5.07.2009

Architecture for Cyborgs

What is the role of architecture in an age when our technology is radically transforming us?

While our technology (and our architecture) has always been closely linked to who and how we are, it seems to be moving increasingly closer to us to the extent that you might even say we are becoming cyborgs! A number of important changes are taking place: the extent that we are becoming embroiled in large unfathomable networks is causing disindividuation and re-mystification; the merger of physical reality with virtual reality (the emergence of mixed reality) together with transcendence of the purely visual interface are causing a more harmonious relationship to develop between mind & body; the split self, or ecological model of self is supported by technologies that structurally divide attention, opening the potential for ironic attitudes towards truth, and more pervasive acceptance of plurality and multiplicity.
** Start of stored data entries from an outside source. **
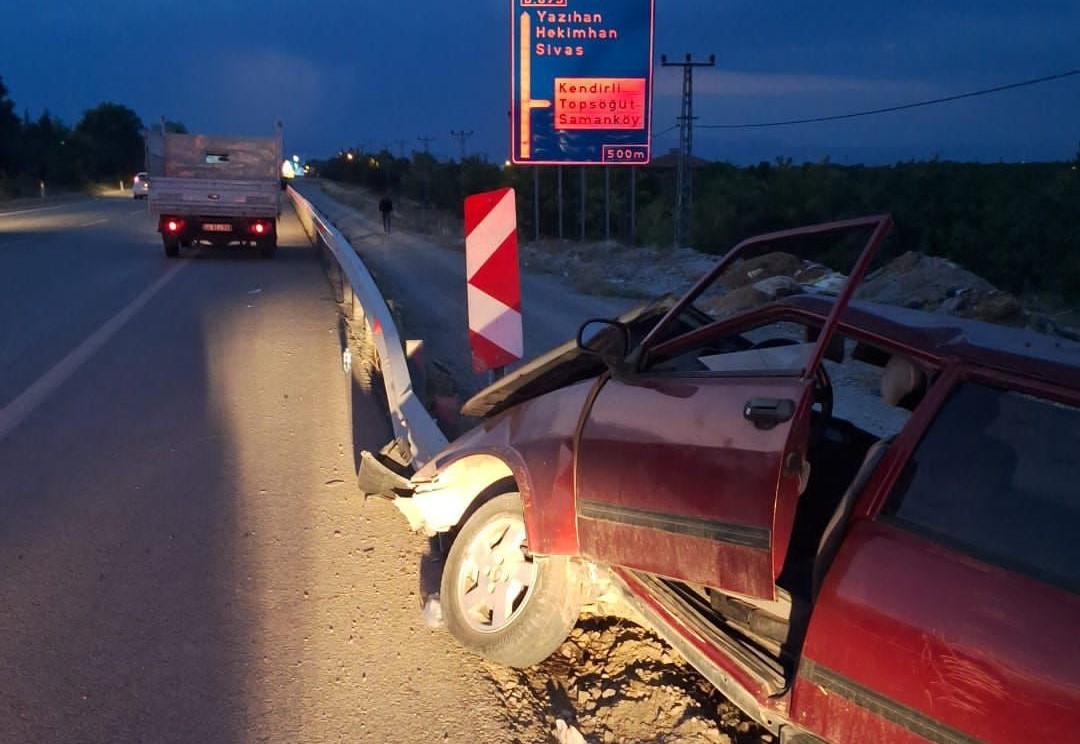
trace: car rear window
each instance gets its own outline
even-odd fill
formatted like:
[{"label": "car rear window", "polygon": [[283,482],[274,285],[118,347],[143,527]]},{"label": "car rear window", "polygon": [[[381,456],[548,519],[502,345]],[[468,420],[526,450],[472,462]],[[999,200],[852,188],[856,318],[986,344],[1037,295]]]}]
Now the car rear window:
[{"label": "car rear window", "polygon": [[964,383],[884,514],[977,558],[1080,588],[1080,409]]}]

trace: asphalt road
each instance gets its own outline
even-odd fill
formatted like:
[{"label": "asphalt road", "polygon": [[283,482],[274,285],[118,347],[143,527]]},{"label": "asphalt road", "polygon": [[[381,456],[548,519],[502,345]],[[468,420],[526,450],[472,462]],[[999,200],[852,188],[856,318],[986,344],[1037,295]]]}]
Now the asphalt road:
[{"label": "asphalt road", "polygon": [[541,740],[420,622],[341,337],[291,214],[167,260],[130,198],[0,208],[0,742]]}]

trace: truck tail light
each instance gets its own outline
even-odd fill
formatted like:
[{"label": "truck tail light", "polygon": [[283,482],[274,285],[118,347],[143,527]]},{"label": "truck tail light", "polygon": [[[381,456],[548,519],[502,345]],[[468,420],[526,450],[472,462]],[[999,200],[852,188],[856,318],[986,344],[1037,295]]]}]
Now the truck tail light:
[{"label": "truck tail light", "polygon": [[164,224],[166,232],[178,233],[184,226],[184,221],[176,217],[169,217],[164,221]]},{"label": "truck tail light", "polygon": [[262,220],[253,220],[248,229],[255,235],[267,235],[270,233],[270,223]]}]

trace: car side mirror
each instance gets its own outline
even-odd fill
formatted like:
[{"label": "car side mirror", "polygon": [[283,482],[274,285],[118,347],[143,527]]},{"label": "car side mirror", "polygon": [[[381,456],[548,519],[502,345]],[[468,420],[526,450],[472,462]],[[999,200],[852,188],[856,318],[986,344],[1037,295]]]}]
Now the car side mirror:
[{"label": "car side mirror", "polygon": [[617,320],[592,318],[578,329],[578,349],[600,357],[612,370],[625,367],[630,344],[630,327]]}]

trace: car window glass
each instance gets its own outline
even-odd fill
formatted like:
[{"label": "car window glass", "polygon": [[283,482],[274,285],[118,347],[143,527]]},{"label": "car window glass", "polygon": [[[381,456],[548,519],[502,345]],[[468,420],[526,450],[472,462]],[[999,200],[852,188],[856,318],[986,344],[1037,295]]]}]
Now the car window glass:
[{"label": "car window glass", "polygon": [[899,524],[983,560],[1080,587],[1080,409],[966,383],[886,504]]}]

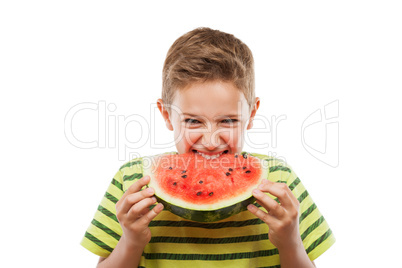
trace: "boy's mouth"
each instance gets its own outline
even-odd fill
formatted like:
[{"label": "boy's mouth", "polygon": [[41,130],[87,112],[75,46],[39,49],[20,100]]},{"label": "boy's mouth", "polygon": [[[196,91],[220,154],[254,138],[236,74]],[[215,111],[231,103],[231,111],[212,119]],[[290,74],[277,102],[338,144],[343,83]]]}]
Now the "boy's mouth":
[{"label": "boy's mouth", "polygon": [[218,158],[219,156],[221,156],[223,154],[227,154],[229,152],[229,150],[225,150],[225,151],[222,151],[222,152],[217,153],[217,154],[207,154],[207,153],[199,152],[197,150],[192,150],[192,151],[193,151],[193,153],[197,153],[197,154],[201,155],[202,157],[204,157],[205,159],[208,159],[208,160]]}]

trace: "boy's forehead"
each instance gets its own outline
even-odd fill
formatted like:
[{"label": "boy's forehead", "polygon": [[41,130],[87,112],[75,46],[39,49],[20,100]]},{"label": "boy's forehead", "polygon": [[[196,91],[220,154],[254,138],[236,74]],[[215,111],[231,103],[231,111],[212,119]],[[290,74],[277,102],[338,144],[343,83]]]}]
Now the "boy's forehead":
[{"label": "boy's forehead", "polygon": [[178,113],[207,117],[239,116],[248,111],[244,94],[229,82],[191,84],[176,91]]}]

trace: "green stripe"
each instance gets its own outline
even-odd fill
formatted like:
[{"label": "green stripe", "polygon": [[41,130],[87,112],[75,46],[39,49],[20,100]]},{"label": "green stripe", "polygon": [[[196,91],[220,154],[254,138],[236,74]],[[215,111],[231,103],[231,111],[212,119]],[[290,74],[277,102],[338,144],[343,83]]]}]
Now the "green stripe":
[{"label": "green stripe", "polygon": [[313,203],[306,211],[304,211],[299,217],[299,223],[301,223],[308,215],[311,214],[317,208],[316,204]]},{"label": "green stripe", "polygon": [[92,242],[94,242],[96,245],[98,245],[99,247],[112,252],[113,248],[109,247],[108,245],[106,245],[105,243],[103,243],[102,241],[100,241],[98,238],[96,238],[95,236],[91,235],[90,233],[86,232],[85,233],[85,237],[88,238],[89,240],[91,240]]},{"label": "green stripe", "polygon": [[301,182],[301,181],[300,181],[299,177],[297,177],[297,178],[289,185],[289,189],[290,189],[291,191],[293,191],[294,188],[296,188],[296,186],[299,185],[300,182]]},{"label": "green stripe", "polygon": [[287,183],[287,181],[276,181],[277,183]]},{"label": "green stripe", "polygon": [[226,254],[176,254],[176,253],[143,253],[145,259],[149,260],[202,260],[202,261],[224,261],[251,259],[267,257],[279,254],[278,249],[260,250],[254,252],[226,253]]},{"label": "green stripe", "polygon": [[134,173],[133,175],[125,175],[123,177],[123,181],[132,181],[135,179],[141,179],[142,178],[142,173]]},{"label": "green stripe", "polygon": [[325,241],[330,235],[332,234],[331,229],[328,229],[322,236],[320,236],[317,240],[315,240],[307,249],[306,252],[309,254],[311,251],[313,251],[318,245],[320,245],[322,242]]},{"label": "green stripe", "polygon": [[116,186],[118,189],[120,189],[121,191],[123,191],[123,184],[121,184],[120,182],[118,182],[117,180],[113,179],[112,180],[112,184],[114,186]]},{"label": "green stripe", "polygon": [[301,234],[301,239],[304,240],[312,231],[314,231],[321,223],[324,222],[324,217],[321,216],[318,220],[313,222],[307,229]]},{"label": "green stripe", "polygon": [[112,212],[110,212],[109,210],[107,210],[106,208],[102,207],[101,205],[99,205],[98,207],[98,211],[102,212],[104,215],[108,216],[109,218],[111,218],[112,220],[114,220],[115,222],[119,222],[116,218],[116,215],[114,215]]},{"label": "green stripe", "polygon": [[113,195],[109,194],[108,192],[105,193],[105,197],[115,204],[117,203],[117,201],[119,201],[119,199],[117,199]]},{"label": "green stripe", "polygon": [[95,219],[92,220],[92,224],[101,229],[102,231],[104,231],[105,233],[107,233],[108,235],[110,235],[111,237],[113,237],[114,239],[116,239],[117,241],[120,240],[121,236],[116,232],[114,232],[113,230],[109,229],[106,225],[103,225],[102,223],[98,222]]},{"label": "green stripe", "polygon": [[308,196],[308,192],[307,190],[305,190],[300,196],[299,198],[297,198],[297,200],[299,200],[299,202],[303,202],[304,199],[306,199],[306,197]]},{"label": "green stripe", "polygon": [[281,268],[281,265],[274,265],[274,266],[261,266],[261,267],[257,267],[257,268]]},{"label": "green stripe", "polygon": [[[264,223],[262,220],[256,218],[245,221],[227,221],[219,223],[201,223],[192,221],[151,221],[149,227],[196,227],[204,229],[221,229],[227,227],[244,227],[249,225],[257,225]],[[265,224],[265,223],[264,223]]]},{"label": "green stripe", "polygon": [[283,166],[273,166],[273,167],[269,168],[269,172],[275,172],[275,171],[278,171],[278,170],[287,171],[289,173],[292,172],[292,170],[290,168],[283,167]]},{"label": "green stripe", "polygon": [[261,240],[268,240],[268,234],[265,233],[259,235],[224,237],[224,238],[155,236],[151,238],[150,243],[230,244],[230,243],[261,241]]},{"label": "green stripe", "polygon": [[137,160],[137,161],[134,161],[134,162],[130,161],[130,162],[128,162],[128,163],[122,165],[122,166],[120,167],[120,170],[122,170],[123,168],[126,168],[126,167],[131,168],[132,166],[137,165],[137,164],[142,164],[142,161],[141,161],[141,160]]}]

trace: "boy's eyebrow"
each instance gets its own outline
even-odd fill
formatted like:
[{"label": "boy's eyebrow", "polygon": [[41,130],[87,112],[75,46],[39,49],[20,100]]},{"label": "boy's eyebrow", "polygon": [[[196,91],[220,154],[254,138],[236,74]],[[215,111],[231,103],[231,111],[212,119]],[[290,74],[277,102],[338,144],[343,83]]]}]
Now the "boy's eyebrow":
[{"label": "boy's eyebrow", "polygon": [[[190,114],[190,113],[183,113],[183,115],[188,115],[188,116],[193,116],[193,117],[201,117],[199,115],[196,114]],[[236,117],[239,116],[238,114],[228,114],[228,115],[222,115],[222,116],[218,116],[218,117]]]}]

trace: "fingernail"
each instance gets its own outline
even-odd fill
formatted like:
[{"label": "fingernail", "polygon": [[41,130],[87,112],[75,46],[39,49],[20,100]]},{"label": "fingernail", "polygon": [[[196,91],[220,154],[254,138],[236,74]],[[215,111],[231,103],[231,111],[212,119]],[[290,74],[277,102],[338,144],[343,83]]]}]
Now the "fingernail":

The architect can play several roles in all of this.

First, it is the architect’s responsibility to carefully calibrate our relationships with larger ecological networks. Given the alienating potential of digital technology, the architect must pay close attention to the scale of the body (or machine-body, or whatever) – to craft and to detail, and to the sensuous engagement between cyborg machine-body and its immediate ecosystem. The architect must also strive to accommodate those aspects of our cyborg-becoming, as listed above, which offer promise for the future. Our architecture must suit the ironic mind. If it structures a way of living and eternalizes images of the ideal life, let them be tolerant and liberal, and open to multiplicity. If the architect must imply stories in the architecture, let those stories have blurred boundaries and multiple endings. Let them be stories instilled with irony.